Its shape reflects the model used for most Montelupo jugs produced between the late 16th and early 17th centuries. It features a flared disk-shaped foot supporting an ovoid body, topped by a short neck, a trilobed mouth with a flat rim and a ribbon handle.
The decoration, common to most Montelupo artefacts, follows a compositional scheme featuring: a central medallion containing various figurative motifs covering the entire oval field, while animal and phytomorphic ornaments occupy the remaining surface areas of the jug, with the prevalence of a stylized “Persian palmette” motif.
On the jug, the decoration within the medallion, outlined by a black painted oval, a “house” motif appears, typical of Western tradition. At the centre of the scene stands a house with a pitched roof, shown in side view, at a slight three-quarter angle and with only a barely suggested sense of perspective. The contours of the building, strongly emphasized by black outlining, give way to a polychrome treatment in which the white façade alternates with light blue pictorial accents, employed to denote two doors and a window on the central axis, to generate a sense of depth, and to define the pitched lines of the brown roof. The house occupies almost the entire oval surface, partially ‘concealing’ a cylindrical architectural form on the reverse, where small arrow-slit windows are depicted. The building stands on a a layer of green colouration, perhaps representing a meadow, giving way to a sky/azure blue horizon line beyond which a yellow-coloured background stands out. The oval medallion is bordered in ferraccia yellow outlined in brown.

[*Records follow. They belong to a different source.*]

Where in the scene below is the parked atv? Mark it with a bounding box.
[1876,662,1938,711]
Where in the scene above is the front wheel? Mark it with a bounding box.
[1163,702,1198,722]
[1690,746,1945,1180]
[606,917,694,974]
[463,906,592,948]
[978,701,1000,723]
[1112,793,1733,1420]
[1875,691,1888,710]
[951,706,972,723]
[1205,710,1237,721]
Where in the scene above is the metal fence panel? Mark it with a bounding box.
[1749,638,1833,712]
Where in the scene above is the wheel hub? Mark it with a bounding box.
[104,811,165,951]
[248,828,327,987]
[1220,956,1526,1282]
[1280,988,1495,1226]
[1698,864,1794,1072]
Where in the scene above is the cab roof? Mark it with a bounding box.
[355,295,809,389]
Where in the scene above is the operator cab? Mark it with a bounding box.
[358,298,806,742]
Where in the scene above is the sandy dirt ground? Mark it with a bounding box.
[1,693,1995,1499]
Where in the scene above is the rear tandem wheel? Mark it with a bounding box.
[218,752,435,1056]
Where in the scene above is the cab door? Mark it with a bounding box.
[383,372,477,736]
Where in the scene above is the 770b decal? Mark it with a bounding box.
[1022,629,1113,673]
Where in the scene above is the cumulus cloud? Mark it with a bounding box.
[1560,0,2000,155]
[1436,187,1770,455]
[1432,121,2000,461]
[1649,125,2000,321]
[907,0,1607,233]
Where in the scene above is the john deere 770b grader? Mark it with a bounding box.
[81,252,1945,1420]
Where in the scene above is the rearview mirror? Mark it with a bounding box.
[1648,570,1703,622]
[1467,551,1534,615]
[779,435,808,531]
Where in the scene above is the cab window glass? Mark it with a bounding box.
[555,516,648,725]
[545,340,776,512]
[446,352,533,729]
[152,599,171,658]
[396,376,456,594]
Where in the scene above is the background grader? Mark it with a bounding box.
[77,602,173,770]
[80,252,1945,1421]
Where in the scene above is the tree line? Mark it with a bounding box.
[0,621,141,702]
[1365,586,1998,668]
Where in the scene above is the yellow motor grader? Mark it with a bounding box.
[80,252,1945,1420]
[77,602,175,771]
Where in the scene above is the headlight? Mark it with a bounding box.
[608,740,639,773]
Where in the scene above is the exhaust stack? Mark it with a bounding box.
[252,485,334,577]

Comparable artefacts have been found in Prato, Rome, Genoa and Florence, and are also preserved in the International Museum of Ceramics in Faenza and in collections in the Netherlands. The decorative style and the presence of the mark “R°” - only partially legible on this jug - suggest a dating between the late 16th and early 17th centuries.
When discovered, the jug was in good condition and required only minimal restoration, limited to repairing small chips on the foot and a minor flake missing from the body.